If you are in China, you will learn some Chinese. Although Chinese classes are the best option for learning the language, try to find other creative ways to incorporate Chinese into your day-to-day life. For example, try and talk to taxi drivers and ask your coworkers or friends to share with you what they've learned - pretty soon you’ll be “ni hao-ing” your way through the streets of China! Although many expats come to China's major cities and don't learn Chinese (apart from the survival phrases), they miss out on truly appreciating Chinese culture as a result. Learning Chinese will open up so many doors to you in China and back home that it's definitely worth the effort (and is quite fun to impress people with). So find a Chinese language school and get started!
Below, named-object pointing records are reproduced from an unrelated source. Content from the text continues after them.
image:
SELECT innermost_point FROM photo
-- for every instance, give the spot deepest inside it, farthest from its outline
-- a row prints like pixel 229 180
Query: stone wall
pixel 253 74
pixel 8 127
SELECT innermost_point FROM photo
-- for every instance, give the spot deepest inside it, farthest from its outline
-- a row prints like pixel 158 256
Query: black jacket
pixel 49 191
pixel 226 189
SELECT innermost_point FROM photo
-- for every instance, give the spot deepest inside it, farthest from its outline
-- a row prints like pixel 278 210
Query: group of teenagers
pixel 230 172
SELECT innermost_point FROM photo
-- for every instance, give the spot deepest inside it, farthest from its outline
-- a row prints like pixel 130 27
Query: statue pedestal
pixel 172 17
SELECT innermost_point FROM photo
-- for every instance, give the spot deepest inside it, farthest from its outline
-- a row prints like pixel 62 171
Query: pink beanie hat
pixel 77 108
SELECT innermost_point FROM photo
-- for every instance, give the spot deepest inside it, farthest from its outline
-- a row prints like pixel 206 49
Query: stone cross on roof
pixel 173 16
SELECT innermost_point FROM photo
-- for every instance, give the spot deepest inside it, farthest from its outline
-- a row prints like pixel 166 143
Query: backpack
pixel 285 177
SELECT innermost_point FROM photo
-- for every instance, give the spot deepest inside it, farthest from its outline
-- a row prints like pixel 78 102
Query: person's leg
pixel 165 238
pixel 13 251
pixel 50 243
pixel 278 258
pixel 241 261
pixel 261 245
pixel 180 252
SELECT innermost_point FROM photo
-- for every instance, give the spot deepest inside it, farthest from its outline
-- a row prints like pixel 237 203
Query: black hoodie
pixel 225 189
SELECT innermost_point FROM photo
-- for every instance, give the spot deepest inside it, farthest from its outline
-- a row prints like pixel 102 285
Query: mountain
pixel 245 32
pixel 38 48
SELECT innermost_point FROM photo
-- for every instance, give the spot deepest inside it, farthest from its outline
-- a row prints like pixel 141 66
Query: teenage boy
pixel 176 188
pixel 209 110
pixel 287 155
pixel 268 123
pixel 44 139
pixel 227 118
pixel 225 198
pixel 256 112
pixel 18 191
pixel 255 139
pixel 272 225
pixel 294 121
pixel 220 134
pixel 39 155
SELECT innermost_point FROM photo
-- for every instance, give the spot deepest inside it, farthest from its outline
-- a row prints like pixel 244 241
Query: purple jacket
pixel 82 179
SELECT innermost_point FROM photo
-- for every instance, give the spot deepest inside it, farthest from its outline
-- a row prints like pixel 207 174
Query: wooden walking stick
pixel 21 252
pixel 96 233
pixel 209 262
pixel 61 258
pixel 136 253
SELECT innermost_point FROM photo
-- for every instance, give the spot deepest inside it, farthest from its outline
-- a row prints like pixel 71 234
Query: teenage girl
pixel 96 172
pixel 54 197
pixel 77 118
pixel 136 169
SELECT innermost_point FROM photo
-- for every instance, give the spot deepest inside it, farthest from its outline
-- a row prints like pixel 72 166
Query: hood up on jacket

8th Commandment: Thou shalt not avoid Chinese food, culture and customs

No one can (nor should) survive on McDonald’s and KFC alone, so why don’t you go ahead and try out some Chinese cuisine? Restaurants in China are much cheaper than restaurants abroad, with a filling meal at a local hole in the wall canteen easily under 20RMB. Moreover, you'll soon find that Chinese cuisine is diverse in its tastes and flavors, from the spices of Sichaun to the lightness of Hangzhou cuisine and the middle eastern flavors in Xinjiang cuisine. Furthermore, meals in China are social occasions where you gather round a table groaning with food and eat together. China is, above all, a place filled with a long history and an extensive culture that you can immerse yourself in. There are many festivals, traditions and festivities that you can be a part of. Take some time to see the sites and get to know China on a gastronomic and cultural level! Your colleagues will definitely be able to point you in the right direction for everything from street food stalls to the best times to go and visit the local sites.


More than Commandments...

You will learn a lot more throughout your internship in China. Most of this you'll pick up through trial and error, so there’s no need to rush. By following these guidelines, and taking in the lessons to be learned from your every experience in China, you will have a very fulfilling experience - not only for your career but also for your life!